Ha parlato della città ‘che c’è’. E quella che non c’è come la immagina?

"Immagino che non ce ne sarà poi tanta, ma che dovrà essere diversa. Sappiamo che Milano costa molto, ma qualcosa si può fare. Nel suo futuro dovrà avere un ruolo essenziale il soggetto pubblico perché il mercato da solo non basterà. Si è visto con gli studenti, ma la necessità di case a prezzi sostenibili è molto più vasta. Vienna, in questo senso, è un esempio virtuoso".

Nel suo libro ‘Il futuro è un viaggio nel passato’ lei tratteggia una ‘città miniera’ da sfruttare e di architettura ‘vernacolare’, come ispirata da una lingua antica. Anche queste saranno caratteristiche della sostenibilità?

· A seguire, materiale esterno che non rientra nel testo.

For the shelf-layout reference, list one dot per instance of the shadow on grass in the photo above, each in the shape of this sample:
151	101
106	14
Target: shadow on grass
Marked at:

"È una prospettiva, una visione. La città si rigenera continuamente e produce materiali che possono entrare in un’economia circolare. Quanto al secondo punto, cosa ci serve oggi? Costruire a impatto zero, no? Ma lo facevamo già e con grandi risultati, prima della rivoluzione industriale. Torniamo alle origini, allora. Ai saperi del passato. Spesso sono più utili della tecnologia. Anche se parlano in vernacolo".